Re: [PATCH 1/2] KVM: MMU: Do not treat ZONE_DEVICE pages as being reserved
From: Sean Christopherson
Date: Tue Nov 12 2019 - 11:57:20 EST
On Tue, Nov 12, 2019 at 11:19:44AM +0100, Paolo Bonzini wrote:
> On 12/11/19 01:51, Dan Williams wrote:
> > An elevated page reference count for file mapped pages causes the
> > filesystem (for a dax mode file) to wait for that reference count to
> > drop to 1 before allowing the truncate to proceed. For a page cache
> > backed file mapping (non-dax) the reference count is not considered in
> > the truncate path. It does prevent the page from getting freed in the
> > page cache case, but the association to the file is lost for truncate.
>
> KVM support for file-backed guest memory is limited. It is not
> completely broken, in fact cases such as hugetlbfs are in use routinely,
> but corner cases such as truncate aren't covered well indeed.

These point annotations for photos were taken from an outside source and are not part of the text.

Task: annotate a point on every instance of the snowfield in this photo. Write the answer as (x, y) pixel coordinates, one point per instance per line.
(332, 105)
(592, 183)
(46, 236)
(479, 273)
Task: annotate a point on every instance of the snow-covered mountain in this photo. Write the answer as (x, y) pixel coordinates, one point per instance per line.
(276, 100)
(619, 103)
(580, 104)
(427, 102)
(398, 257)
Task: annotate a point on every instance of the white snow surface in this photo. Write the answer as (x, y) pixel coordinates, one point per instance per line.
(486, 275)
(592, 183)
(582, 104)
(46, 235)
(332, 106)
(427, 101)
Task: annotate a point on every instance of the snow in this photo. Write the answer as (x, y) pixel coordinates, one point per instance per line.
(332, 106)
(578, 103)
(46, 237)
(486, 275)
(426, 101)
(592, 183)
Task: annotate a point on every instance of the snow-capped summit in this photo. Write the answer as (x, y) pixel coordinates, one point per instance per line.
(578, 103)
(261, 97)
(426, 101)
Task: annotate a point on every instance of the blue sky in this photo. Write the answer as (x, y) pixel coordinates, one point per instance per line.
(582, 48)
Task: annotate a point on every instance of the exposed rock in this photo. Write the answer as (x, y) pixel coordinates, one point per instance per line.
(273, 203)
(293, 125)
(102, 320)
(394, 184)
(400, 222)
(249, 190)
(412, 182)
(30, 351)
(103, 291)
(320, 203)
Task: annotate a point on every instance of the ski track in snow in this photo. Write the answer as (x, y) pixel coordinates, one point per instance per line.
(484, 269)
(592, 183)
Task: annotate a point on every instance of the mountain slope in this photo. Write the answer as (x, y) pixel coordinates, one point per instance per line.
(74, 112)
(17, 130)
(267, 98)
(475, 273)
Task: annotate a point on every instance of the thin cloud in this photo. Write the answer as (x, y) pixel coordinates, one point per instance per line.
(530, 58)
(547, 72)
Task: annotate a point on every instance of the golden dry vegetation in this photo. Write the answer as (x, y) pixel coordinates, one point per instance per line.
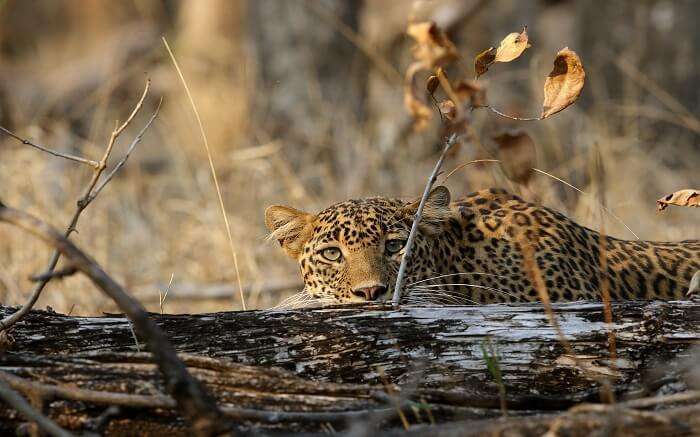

KVM's actual MMU should be ok since it coordinates with the mmu_notifier.
kvm_vcpu_map() is where KVM could run afoul of page cache truncation.
This is the other main use of hva_to_pfn*(), where KVM directly accesses
guest memory (which could be file-backed) without coordinating with the
mmu_notifier. IIUC, an ill-timed page cache truncation could result in a
write from KVM effectively being dropped due to writeback racing with
KVM's write to the page. If that's true, then I think KVM would need to
to move to the proposed pin_user_pages() to ensure its "DMA" isn't lost.
> > As long as any memory the guest expects to be persistent is backed by
> > mmu-notifier coordination we're all good, otherwise an elevated
> > reference count does not coordinate with truncate in a reliable way.
KVM itself is (mostly) blissfully unaware of any such expectations. The
userspace VMM, e.g. Qemu, is ultimately responsible for ensuring the guest
sees a valid model, e.g. that persistent memory (as presented to the guest)
is actually persistent (from the guest's perspective).
The big caveat is the truncation issue above.